Ma mio nonno non era il più debole, anzi! Pensate, mio nonno ha guidato una carovana armata fuggendo dalla guerra civile, ha percorso 450 km a piedi, portandosi in braccio un bambino di tre anni, proteggendolo dai tutti i pericoli in cui si imbatté. Come si può essere stronzi, quando si ha un tale esempio? Da sempre sono stato cresciuto con la consapevolezza che alla fine mia madre sarebbe tornata giù in Somalia per sempre. Da sempre sono cresciuto sapendo che infondo lei sognava il mio ritorno.
Ha sempre sperato che io facessi studi importanti, non per costruirmi un futuro qui, ma per portare la giù il sapere dell’occidente. Beh, mia madre non ha fatto i conti con me! Lo porterò, il sapere, ma non sarà quello che lei ha in mente! Sarà un sapere critico, e spero anche cinematografico! Un sapere che metta a nudo tutte le contraddizioni, le miei e le loro!
Un’altra cosa che mi ha formato è il Celio Azzurro. Il Celio è una scuola materna situata di fronte al Circo Massimo. Quando arrivai in Italia non parlavo, non socializzavo, giocavo poco e soprattutto sorridevo poco. Per niente. Il mio unico momento di relax da quella tristezza era la tv. Con il tempo migliorai grazie alla mia famiglia, al Celio e ai cartoni.

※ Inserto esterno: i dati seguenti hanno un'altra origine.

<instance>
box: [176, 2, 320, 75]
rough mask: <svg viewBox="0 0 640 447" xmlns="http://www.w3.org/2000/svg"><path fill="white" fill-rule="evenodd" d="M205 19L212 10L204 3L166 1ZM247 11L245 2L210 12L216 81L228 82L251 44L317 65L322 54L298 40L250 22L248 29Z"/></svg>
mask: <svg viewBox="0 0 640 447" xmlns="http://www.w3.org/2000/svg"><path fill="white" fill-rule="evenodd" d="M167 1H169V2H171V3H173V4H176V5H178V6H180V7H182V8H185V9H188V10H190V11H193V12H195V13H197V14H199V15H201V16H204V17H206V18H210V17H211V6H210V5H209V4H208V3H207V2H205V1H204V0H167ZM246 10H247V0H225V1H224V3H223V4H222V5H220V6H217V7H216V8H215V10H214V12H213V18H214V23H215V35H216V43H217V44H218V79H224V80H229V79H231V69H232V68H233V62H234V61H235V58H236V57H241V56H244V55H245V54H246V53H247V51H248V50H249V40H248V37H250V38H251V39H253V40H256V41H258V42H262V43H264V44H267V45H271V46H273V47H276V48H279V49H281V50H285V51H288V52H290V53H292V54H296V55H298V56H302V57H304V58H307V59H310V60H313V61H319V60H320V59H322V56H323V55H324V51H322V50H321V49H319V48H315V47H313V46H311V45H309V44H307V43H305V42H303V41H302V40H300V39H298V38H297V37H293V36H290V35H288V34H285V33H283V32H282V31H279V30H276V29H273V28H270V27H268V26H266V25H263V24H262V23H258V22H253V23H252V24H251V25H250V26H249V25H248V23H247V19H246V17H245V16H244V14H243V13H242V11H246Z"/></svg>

Quando arrivai in Italia, Teresa, la moglie di mio padre, in quel periodo si trovava in carcere per vecchie storie politiche relative agli anni Settanta e io cominciai ad inserirmi nella mia nuova vita con mia madre e due bimbi, un maschietto più piccolo di me di 4 anni e una femminuccia di 2. Quando mamma Teresa uscì, di lì a poco, mia madre mi disse che mi avrebbe mandato in collegio, per non disturbare. Cazzo mi aveva appena ritrovato e già mi stava liquidando! Beh, mamma Teresa, che
neanche mi conosceva, la fermò e le disse che come lei l’aveva aiutata così ora avrebbe aiutato noi. In fin dei conti, stavano tutti quanti mettendo in atto la vecchia pratica africana in cui tutti possono trasformarsi in genitori. Così, un giorno, senza rendermene conto, chiamai Teresa mamma e Maurice papà. Avevo una famiglia.